The Montana Tech Orediggers are the athletics teams representing Montana Technological University in Butte, Montana. The nickname Orediggers is an homage to Butte's mining history. The university is a member of the National Association of Intercollegiate Athletics (NAIA), primarily competing in the Frontier Conference since the 1933–34 academic year.

Montana Tech competes in 12 intercollegiate varsity sports: men's sports include basketball, cross country, football, golf, and track & field (indoor and outdoor); women's sports include basketball, cross country, golf, track & field (indoor and outdoor), and volleyball.

Montana Tech won the conference's most prestigious all-sports recognition, called the Bandy Award, in 2023, marking the first time since 1993 to do so.

== Varsity teams ==

| Men's sports | Women's sports |
| Basketball | Basketball |
| Cross country | Cross country |
| Football | Golf |
| Golf | Track and field^{1} |
| Track and field^{1} | Volleyball |
^{1} – includes both indoor and outdoor

=== Basketball ===
The Orediggers men's basketball team, coached by Adam Hiatt, made history by becoming the first men's basketball program to win four consecutive Frontier Conference regular season and tournament championships in 2021–22, 2022–23, 2023–24, and 2024-25. The Diggers own several conference records, including the best overall conference record (14–1 conference mark set in 2023-24) and the highest scoring margin in league play (+15.1 margin). Montana Tech also set a Frontier Conference record for most points scored in a championship game (103 points in the 2022–23 season), as well as the largest regular season margin (5 game margin in 2023). After setting school records for most overall wins (27) in 2021–22, the program eclipsed that mark in 2022–23 with a 29–5 overall record. The Orediggers are 107–23 over the past four seasons (27–7, 29–5, 27–5, 24-6).

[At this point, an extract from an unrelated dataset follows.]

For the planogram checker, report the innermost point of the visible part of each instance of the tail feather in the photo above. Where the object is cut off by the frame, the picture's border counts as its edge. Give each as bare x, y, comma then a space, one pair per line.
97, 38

The Diggers hosted the first two rounds of the NAIA National Tournament in back-to-back seasons (2022–23 and 2023–24). Montana Tech won their Regional Bracket to advance to the final site in Kansas City for the first time in program history in 2022–23. There, they upset #1 seed William Penn to advance to the National Quarterfinal. The 2024–25 team reached the highest Top 25 National Ranking in program history at #5, as well as becoming the first team in school history to win 20+ games in four straight seasons. The 2024-25 team also set a school record as the fastest team to reach 20 wins in a season (22 games).

The Orediggers won the Frontier Conference regular season championship in 1984, '85, '88, '91, '93, 2022, '23, '24, '25 and conference tournament championships in 1983, ‘84, ‘85, ‘88, ‘93, ‘98, ‘99, ‘22, '23, '24, '25. Montana Tech has competed in the NAIA National Tournament in 1998, '99, 2022, '23, '24, and '25. The Orediggers beat rival Carroll College 62–61 on February 28, 2022 to win their first Frontier Conference tournament championship since 1999.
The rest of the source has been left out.